Olive oil is about 7x more expensive than regular/industrial/cooking oil, but
even on the Mediterranean, there's massive fraud. People are always looking
for _reliable_ and _trusted_ sources to buy their olive oil. They also won't
shy away from asking you to give them some if they know you have an olive
grove or something. It's something I didn't understand until recently because
good quality olive oil was always available and I took it for granted to just
pour it (we use quite a lot of it. And no, I'm not overweight).

People who have small groves will produce for their own consumption and that
of their close relatives and friends. They _might_ sell some but it's not for
the money, and they do so with reluctance buyers don't understand.

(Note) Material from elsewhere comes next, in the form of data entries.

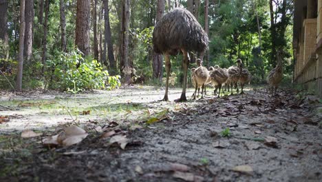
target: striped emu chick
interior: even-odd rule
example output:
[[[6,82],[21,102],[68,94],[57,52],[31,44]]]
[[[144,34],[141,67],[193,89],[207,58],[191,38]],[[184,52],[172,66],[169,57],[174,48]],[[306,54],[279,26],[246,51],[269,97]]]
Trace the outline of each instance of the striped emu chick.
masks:
[[[283,79],[283,63],[279,52],[277,52],[277,65],[270,72],[268,76],[267,77],[267,81],[268,82],[268,84],[272,88],[272,94],[273,92],[273,90],[275,89],[275,95],[276,90],[277,90],[279,83]]]
[[[237,65],[233,65],[228,68],[228,79],[229,81],[230,82],[230,90],[231,94],[233,93],[233,85],[235,85],[235,88],[236,89],[237,93],[239,92],[237,87],[237,82],[239,80],[240,73],[242,69],[242,63],[240,59],[238,59],[236,61]]]
[[[247,69],[242,68],[242,71],[239,77],[239,83],[242,88],[242,91],[240,92],[241,94],[244,94],[244,86],[245,85],[245,83],[249,82],[250,81],[250,74],[249,73],[248,70]]]
[[[202,92],[204,83],[209,79],[209,71],[206,67],[202,66],[202,61],[200,59],[197,59],[197,65],[200,66],[197,68],[193,68],[191,71],[193,72],[192,77],[193,79],[193,82],[195,83],[195,92],[193,94],[193,99],[195,99],[195,95],[197,94],[197,90],[202,87],[202,99],[204,98],[204,93]],[[199,94],[199,92],[198,92]]]
[[[215,87],[213,94],[215,95],[217,90],[219,88],[218,98],[220,97],[220,91],[222,90],[222,85],[225,83],[228,78],[228,74],[224,69],[220,68],[218,65],[215,68],[211,68],[210,77],[211,84]]]

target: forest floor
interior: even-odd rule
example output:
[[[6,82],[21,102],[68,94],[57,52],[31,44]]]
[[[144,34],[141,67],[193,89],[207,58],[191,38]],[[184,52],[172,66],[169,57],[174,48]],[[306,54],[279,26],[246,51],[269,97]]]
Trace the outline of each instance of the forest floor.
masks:
[[[289,88],[220,99],[208,90],[179,103],[180,88],[171,102],[145,86],[0,92],[0,181],[321,181],[321,100]],[[44,145],[69,125],[88,135]],[[28,130],[37,134],[22,137]]]

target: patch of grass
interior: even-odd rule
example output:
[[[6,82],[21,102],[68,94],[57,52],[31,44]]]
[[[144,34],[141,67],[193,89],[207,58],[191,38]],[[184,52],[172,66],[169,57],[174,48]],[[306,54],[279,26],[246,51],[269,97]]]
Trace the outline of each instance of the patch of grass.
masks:
[[[230,130],[229,130],[229,128],[227,128],[225,130],[222,130],[220,132],[220,135],[222,137],[230,137],[231,136],[231,132],[230,132]]]

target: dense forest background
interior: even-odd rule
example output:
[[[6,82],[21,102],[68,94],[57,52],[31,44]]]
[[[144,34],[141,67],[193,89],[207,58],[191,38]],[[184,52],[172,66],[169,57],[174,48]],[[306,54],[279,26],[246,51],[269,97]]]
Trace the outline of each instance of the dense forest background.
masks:
[[[223,68],[240,58],[252,83],[263,83],[283,50],[290,81],[292,0],[0,0],[0,88],[162,84],[164,66],[153,51],[152,32],[175,7],[189,10],[211,41],[204,55],[190,54],[190,68],[200,57],[206,66]],[[181,60],[171,57],[172,85],[182,81]]]

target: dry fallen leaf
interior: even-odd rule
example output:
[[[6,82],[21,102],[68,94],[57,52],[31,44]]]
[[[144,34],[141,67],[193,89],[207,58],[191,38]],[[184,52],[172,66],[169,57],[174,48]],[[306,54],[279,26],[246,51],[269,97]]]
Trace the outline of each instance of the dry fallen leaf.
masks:
[[[140,125],[131,125],[130,127],[130,130],[136,130],[136,129],[141,129],[143,127],[142,126],[140,126]]]
[[[22,138],[34,138],[42,135],[42,133],[35,133],[34,131],[30,130],[24,130],[21,133]]]
[[[66,152],[63,153],[63,155],[79,155],[81,154],[84,152],[86,152],[85,150],[83,151],[79,151],[79,152],[75,152],[75,151],[72,151],[72,152]]]
[[[194,181],[195,175],[190,172],[182,172],[179,171],[175,171],[173,173],[173,177],[181,179],[186,181]]]
[[[56,134],[45,138],[44,139],[43,139],[43,145],[50,148],[54,148],[58,146],[59,145],[59,143],[57,141],[57,138],[58,135],[59,134]]]
[[[114,135],[116,133],[116,132],[114,130],[111,130],[111,131],[103,133],[100,137],[107,138],[109,136],[111,136]]]
[[[140,165],[136,165],[136,172],[138,172],[140,174],[143,174],[143,170],[142,169],[142,168]]]
[[[171,166],[173,171],[186,172],[190,170],[190,168],[188,165],[181,163],[171,163]]]
[[[127,141],[128,139],[127,139],[126,136],[115,135],[111,138],[109,140],[109,143],[113,144],[114,143],[117,143],[118,145],[120,145],[120,147],[124,150],[127,144]]]
[[[252,167],[248,165],[235,166],[234,168],[233,168],[233,169],[231,169],[231,170],[249,175],[252,175],[253,172]]]
[[[5,122],[8,122],[10,119],[8,117],[0,116],[0,124]]]
[[[72,125],[65,128],[64,131],[57,135],[47,137],[43,140],[43,143],[49,146],[56,146],[58,144],[63,146],[69,146],[80,143],[87,135],[88,133],[85,130],[78,126]]]
[[[277,148],[277,139],[270,136],[266,136],[265,137],[264,144],[272,147],[272,148]]]

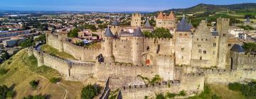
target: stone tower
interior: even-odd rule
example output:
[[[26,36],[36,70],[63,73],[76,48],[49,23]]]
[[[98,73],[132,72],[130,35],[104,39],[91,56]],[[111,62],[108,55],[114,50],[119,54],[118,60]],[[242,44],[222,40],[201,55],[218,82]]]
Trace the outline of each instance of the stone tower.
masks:
[[[58,39],[59,40],[59,45],[60,45],[60,48],[59,49],[60,52],[64,52],[63,49],[63,42],[68,38],[68,31],[61,31],[58,33]]]
[[[111,30],[107,27],[103,37],[103,57],[104,62],[114,62],[114,57],[113,55],[113,39],[114,35],[111,32]]]
[[[131,26],[141,27],[142,25],[142,15],[139,13],[133,13],[132,15]]]
[[[178,65],[190,65],[192,50],[193,26],[185,17],[178,23],[174,33],[175,62]]]
[[[218,18],[217,19],[217,32],[219,35],[219,47],[218,54],[218,67],[225,69],[227,64],[228,48],[228,33],[229,28],[229,18]]]
[[[120,30],[119,28],[120,27],[119,25],[119,22],[117,21],[117,18],[114,18],[111,26],[111,31],[112,32],[113,35],[118,35],[118,33]]]
[[[156,21],[156,28],[174,28],[176,26],[176,18],[173,11],[169,15],[164,15],[160,12]]]
[[[133,35],[132,41],[132,61],[136,65],[142,64],[142,52],[143,52],[143,44],[144,44],[144,35],[140,29],[137,28]]]

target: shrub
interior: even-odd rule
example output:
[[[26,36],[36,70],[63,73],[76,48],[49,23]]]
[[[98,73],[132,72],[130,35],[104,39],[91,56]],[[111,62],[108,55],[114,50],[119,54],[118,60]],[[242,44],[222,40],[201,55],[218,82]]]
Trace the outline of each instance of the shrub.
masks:
[[[0,86],[0,99],[12,98],[15,95],[13,88],[8,88],[6,85]]]
[[[46,95],[28,95],[28,97],[24,97],[23,99],[46,99]]]
[[[60,78],[53,77],[53,78],[50,78],[50,82],[53,83],[56,83],[57,82],[60,82],[60,80],[61,80]]]
[[[176,95],[177,95],[177,94],[176,94],[176,93],[167,93],[167,94],[166,95],[166,97],[169,98],[174,98]]]
[[[186,92],[185,92],[185,91],[181,91],[178,93],[178,95],[185,96],[185,95],[186,95]]]
[[[156,95],[156,99],[165,99],[164,95],[162,93]]]
[[[36,89],[39,84],[39,81],[33,80],[29,83],[29,84],[32,86],[33,88]]]
[[[100,94],[101,87],[97,85],[87,85],[81,91],[82,99],[92,99]]]
[[[7,71],[8,71],[6,69],[0,69],[0,75],[6,74]]]
[[[228,84],[228,88],[233,91],[241,91],[242,85],[239,83],[233,83]]]
[[[7,93],[6,93],[6,97],[7,98],[12,98],[14,95],[15,95],[15,91],[7,91]]]

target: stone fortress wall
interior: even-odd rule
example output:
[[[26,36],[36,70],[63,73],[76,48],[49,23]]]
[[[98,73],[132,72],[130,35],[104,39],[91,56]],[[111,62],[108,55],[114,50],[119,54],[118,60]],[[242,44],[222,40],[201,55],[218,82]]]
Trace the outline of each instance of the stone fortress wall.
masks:
[[[188,94],[192,94],[195,92],[201,92],[203,89],[203,74],[181,74],[182,76],[178,75],[179,78],[175,78],[178,80],[154,83],[154,86],[145,85],[137,76],[146,76],[151,79],[159,73],[156,67],[121,63],[76,63],[51,56],[32,47],[28,49],[28,53],[30,55],[34,55],[38,59],[38,66],[43,65],[50,66],[63,74],[68,80],[83,81],[94,76],[99,82],[105,82],[110,76],[111,88],[121,89],[125,98],[132,98],[132,95],[130,95],[132,94],[136,94],[134,98],[141,98],[145,95],[153,96],[160,92],[178,93],[183,90]],[[161,55],[159,57],[170,58]],[[170,86],[168,83],[170,83]],[[142,87],[133,88],[133,86]],[[124,89],[124,87],[126,88]],[[146,91],[141,92],[141,91]],[[144,94],[139,94],[141,93]]]
[[[223,19],[224,21],[226,21]],[[218,28],[219,31],[221,32],[222,28]],[[226,30],[224,30],[224,31]],[[220,34],[216,35],[216,38],[215,35],[206,36],[202,35],[196,36],[195,35],[195,38],[191,38],[191,33],[189,32],[176,32],[175,34],[176,35],[174,35],[174,38],[172,39],[141,37],[132,37],[128,40],[110,39],[107,40],[107,42],[103,42],[103,44],[111,45],[111,47],[107,46],[107,49],[110,50],[106,50],[105,46],[103,46],[102,49],[86,49],[76,46],[65,40],[66,34],[60,33],[56,36],[48,33],[46,33],[48,45],[87,63],[78,63],[53,57],[32,48],[29,50],[28,53],[33,54],[37,58],[39,66],[42,65],[50,66],[63,74],[68,79],[83,81],[94,77],[97,78],[98,82],[102,83],[110,77],[111,87],[115,88],[127,86],[144,85],[145,83],[142,78],[137,76],[138,75],[151,79],[154,75],[159,74],[161,77],[163,77],[164,81],[180,81],[177,86],[174,86],[174,88],[178,88],[178,89],[176,89],[177,88],[175,88],[175,90],[173,90],[172,88],[167,88],[164,86],[153,86],[150,88],[138,87],[136,88],[140,89],[124,90],[123,95],[134,95],[136,98],[144,98],[144,95],[150,95],[160,92],[176,93],[182,90],[185,90],[188,93],[192,93],[191,92],[203,91],[204,83],[228,83],[256,78],[256,71],[254,69],[256,67],[255,56],[249,57],[245,55],[244,52],[231,50],[222,52],[221,53],[225,54],[225,56],[222,56],[222,54],[218,52],[220,47],[228,46],[225,35]],[[203,41],[198,41],[197,38],[199,40],[203,39],[203,41],[210,42],[207,45],[203,45]],[[219,45],[218,43],[220,39],[222,39],[221,40],[223,42],[221,45]],[[139,43],[138,43],[139,42]],[[193,43],[194,42],[195,43]],[[196,42],[202,46],[202,53],[204,50],[203,48],[208,47],[208,46],[212,46],[214,48],[212,50],[206,49],[207,54],[203,56],[203,59],[200,59],[198,57],[200,54],[196,53],[198,52],[198,47],[193,47],[196,46]],[[216,42],[215,47],[213,46],[215,42]],[[225,50],[229,50],[229,48],[226,49]],[[112,54],[112,54],[112,56],[109,55],[108,57],[112,57],[114,62],[99,63],[97,61],[96,57],[102,54],[100,52],[109,52],[110,51],[112,52]],[[214,53],[215,51],[216,53]],[[102,54],[104,55],[105,53]],[[214,55],[211,55],[212,54]],[[191,56],[187,54],[191,54]],[[221,59],[219,57],[221,57]],[[134,58],[138,59],[134,59]],[[231,69],[226,68],[225,70],[223,67],[228,64],[226,63],[228,62],[226,60],[227,59],[230,59],[231,64],[229,66]],[[139,59],[140,59],[142,64],[134,65],[131,64],[134,63],[134,60]],[[216,63],[209,65],[208,62],[211,62],[213,59]],[[149,62],[146,63],[145,62]],[[139,63],[138,62],[135,62]],[[179,63],[186,63],[188,66],[175,66]],[[223,64],[217,66],[217,68],[222,69],[200,69],[206,64],[210,66],[206,67],[211,67],[216,64]],[[194,67],[190,66],[193,64],[195,65]],[[181,66],[183,66],[182,64]],[[139,92],[139,91],[144,91]]]

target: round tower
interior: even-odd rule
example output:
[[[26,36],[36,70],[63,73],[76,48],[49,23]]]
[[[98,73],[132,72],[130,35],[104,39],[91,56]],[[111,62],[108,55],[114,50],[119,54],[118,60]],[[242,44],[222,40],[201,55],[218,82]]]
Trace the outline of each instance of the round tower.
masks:
[[[114,62],[113,55],[113,39],[114,35],[108,27],[103,37],[103,57],[105,62]]]
[[[111,26],[111,31],[112,32],[114,35],[117,35],[118,32],[119,31],[119,22],[117,20],[117,18],[114,18],[113,23]]]
[[[132,41],[132,61],[136,65],[142,64],[144,35],[139,28],[137,28]]]

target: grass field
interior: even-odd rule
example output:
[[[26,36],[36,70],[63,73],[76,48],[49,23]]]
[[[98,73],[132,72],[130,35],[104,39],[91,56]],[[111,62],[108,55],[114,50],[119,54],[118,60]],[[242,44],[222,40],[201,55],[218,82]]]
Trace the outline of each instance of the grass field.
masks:
[[[59,52],[57,49],[55,49],[48,45],[42,45],[41,47],[41,50],[53,56],[57,56],[63,59],[75,59],[73,56],[64,52]]]
[[[48,78],[58,77],[60,74],[47,66],[37,67],[36,64],[36,59],[33,57],[28,57],[25,50],[20,51],[0,66],[0,68],[8,69],[7,74],[0,75],[0,85],[16,84],[14,98],[16,99],[39,94],[49,95],[53,99],[61,99],[65,95],[64,88],[68,91],[68,98],[80,98],[83,87],[82,83],[62,80],[60,82],[63,85],[61,86],[51,83]],[[36,90],[29,85],[32,80],[39,80],[39,86]]]
[[[207,85],[204,92],[188,99],[246,99],[239,91],[228,89],[228,86],[220,84]]]
[[[94,48],[94,49],[100,49],[101,48],[101,42],[95,42],[90,45],[85,46],[86,48]]]

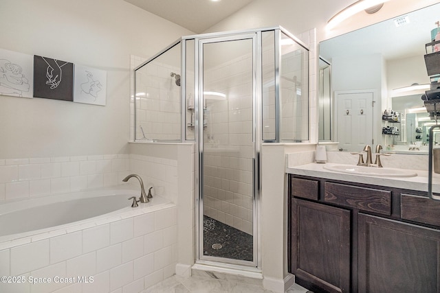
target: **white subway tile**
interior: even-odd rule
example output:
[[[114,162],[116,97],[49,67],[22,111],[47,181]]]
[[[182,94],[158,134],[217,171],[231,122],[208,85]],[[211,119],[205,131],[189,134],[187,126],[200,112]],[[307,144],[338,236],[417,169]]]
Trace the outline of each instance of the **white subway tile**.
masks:
[[[80,161],[87,161],[87,156],[74,156],[70,157],[71,162],[79,162]]]
[[[56,263],[82,253],[81,231],[72,233],[50,239],[50,263]]]
[[[165,268],[173,262],[173,247],[168,246],[154,253],[154,270]]]
[[[122,263],[122,246],[120,243],[96,252],[96,271],[109,270]]]
[[[61,163],[61,176],[74,176],[80,174],[80,163],[78,162]]]
[[[154,213],[146,213],[135,217],[134,224],[135,237],[154,232]]]
[[[50,194],[50,179],[34,180],[29,182],[30,196]]]
[[[82,285],[80,283],[75,283],[72,285],[63,287],[61,289],[54,291],[53,293],[78,293],[81,292],[81,286]]]
[[[122,242],[122,263],[144,255],[144,237],[138,237]]]
[[[18,276],[50,263],[49,240],[42,240],[11,248],[11,275]]]
[[[61,176],[61,163],[50,163],[41,164],[41,178],[57,178]]]
[[[82,253],[102,248],[110,244],[110,224],[100,225],[82,231]]]
[[[19,180],[28,180],[39,179],[41,177],[41,168],[38,164],[19,165]]]
[[[87,161],[98,161],[98,160],[102,160],[103,159],[104,159],[104,156],[102,154],[87,156]]]
[[[172,226],[164,229],[164,247],[177,243],[177,226]]]
[[[6,183],[5,196],[7,200],[29,197],[29,181]]]
[[[110,270],[110,290],[114,290],[133,281],[133,262]]]
[[[0,183],[6,183],[8,182],[18,181],[19,180],[19,167],[12,166],[0,166]]]
[[[7,159],[5,161],[6,165],[27,165],[29,164],[28,159]]]
[[[11,276],[9,271],[10,250],[0,250],[0,276]]]
[[[32,278],[50,278],[50,283],[36,283],[31,285],[32,293],[46,293],[51,292],[66,286],[67,284],[62,282],[56,282],[55,277],[63,279],[66,277],[66,264],[64,262],[48,266],[39,270],[31,272]],[[59,279],[58,279],[59,280]]]
[[[93,276],[94,282],[82,284],[82,293],[99,293],[110,292],[110,272],[107,270]]]
[[[144,278],[144,286],[148,288],[164,280],[164,270],[159,270]]]
[[[6,185],[5,183],[0,183],[0,200],[4,200],[6,198]]]
[[[144,279],[136,280],[122,287],[122,293],[138,293],[144,290]]]
[[[70,178],[70,191],[75,191],[87,188],[87,176],[78,176]]]
[[[82,255],[67,261],[67,277],[94,276],[96,274],[96,253]]]
[[[28,282],[29,274],[22,274],[26,280],[25,283],[1,283],[0,282],[0,292],[7,293],[30,293],[30,284]]]
[[[70,191],[70,178],[69,177],[54,178],[50,179],[52,194],[62,194]]]
[[[133,218],[122,220],[110,224],[110,244],[122,242],[133,238]]]
[[[96,173],[96,162],[94,161],[80,162],[80,174],[89,175]]]
[[[104,176],[102,174],[93,174],[87,176],[87,187],[98,188],[104,186]]]
[[[116,185],[120,183],[118,173],[104,173],[102,176],[104,186]]]
[[[154,214],[155,229],[156,231],[170,227],[173,224],[173,210],[171,209],[157,211]]]
[[[160,230],[145,236],[145,254],[152,253],[164,247],[164,232]]]
[[[154,272],[154,254],[150,253],[134,260],[135,279],[150,274]]]
[[[53,156],[50,158],[50,161],[52,163],[68,162],[69,161],[69,156]]]

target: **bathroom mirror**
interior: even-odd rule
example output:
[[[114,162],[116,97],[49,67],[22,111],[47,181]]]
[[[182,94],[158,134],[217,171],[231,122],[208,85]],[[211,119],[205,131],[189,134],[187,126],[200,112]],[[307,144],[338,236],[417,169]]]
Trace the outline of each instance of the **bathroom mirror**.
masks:
[[[439,20],[440,3],[437,3],[320,43],[320,56],[329,63],[331,69],[329,104],[334,106],[319,108],[319,127],[331,130],[331,141],[341,139],[338,128],[340,132],[346,130],[337,125],[340,103],[338,103],[336,93],[366,89],[373,93],[374,97],[372,119],[368,122],[372,125],[373,134],[365,141],[388,145],[408,145],[415,141],[412,131],[415,132],[417,127],[423,128],[419,126],[418,118],[423,115],[411,113],[410,109],[423,106],[420,96],[424,90],[406,94],[396,94],[393,90],[414,83],[430,82],[424,58],[425,45],[431,42],[431,30],[436,28],[435,22]],[[324,67],[320,65],[320,70]],[[325,80],[320,78],[321,89],[327,86],[321,84],[322,80]],[[328,99],[328,95],[320,94],[319,104],[324,104]],[[386,126],[386,123],[382,121],[382,114],[385,109],[395,108],[404,115],[413,114],[408,119],[413,121],[414,129],[409,128],[408,124],[399,126],[402,128],[400,137],[392,139],[382,134],[382,128]],[[344,109],[344,113],[346,111]],[[426,116],[428,115],[425,111],[421,121],[428,119]],[[329,119],[331,117],[334,118]],[[404,120],[406,121],[406,117]],[[420,125],[426,124],[426,121],[420,122]],[[362,128],[355,130],[355,132],[363,132]],[[325,132],[326,130],[319,130],[320,141],[328,141],[328,137],[321,135]],[[424,142],[426,138],[424,135],[420,141]]]

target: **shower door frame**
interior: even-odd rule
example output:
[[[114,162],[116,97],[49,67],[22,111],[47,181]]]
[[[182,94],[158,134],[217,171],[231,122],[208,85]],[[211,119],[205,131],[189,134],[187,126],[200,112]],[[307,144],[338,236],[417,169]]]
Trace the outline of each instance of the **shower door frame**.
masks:
[[[204,111],[203,107],[203,52],[204,45],[226,41],[240,40],[252,40],[252,142],[254,144],[254,156],[252,160],[252,237],[253,252],[252,261],[212,257],[204,255],[204,178],[203,178],[203,156],[204,156]],[[244,31],[230,32],[228,34],[207,34],[199,35],[195,38],[195,95],[197,97],[195,101],[195,139],[196,156],[195,165],[195,191],[198,195],[196,207],[196,263],[214,265],[226,268],[245,270],[256,272],[261,272],[261,249],[259,211],[261,210],[261,163],[260,154],[261,150],[261,31]],[[258,78],[260,77],[260,78]],[[202,121],[202,123],[199,123]]]

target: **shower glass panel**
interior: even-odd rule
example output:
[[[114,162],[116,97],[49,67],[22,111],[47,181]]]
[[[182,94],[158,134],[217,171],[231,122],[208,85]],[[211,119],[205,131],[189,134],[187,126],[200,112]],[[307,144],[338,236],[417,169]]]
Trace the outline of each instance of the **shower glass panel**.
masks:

From the buyer's perspective: I'm paying you 7x what cooking oil costs!

From the seller's perspective: For the effort that goes into it? I'd rather
eat it or give it for free. It's not something to make money off of.

The supplier will sell it because they're embarrassed to say no to that person
and that person has refused to take it for free. So they pay and think the
supplier is happy. When they come for more, they'll probably hear that the
supplier has no olive oil left even if it's a lie because even at that price,
in their mind they gave it for free (it's precious that way).

Olives are great. You can also use the solid byproducts of the pressing
process as combustible. It makes a great fire. The process also produces a
dark substance that is heavier than oil and has a _divine_ taste with salt and
bread.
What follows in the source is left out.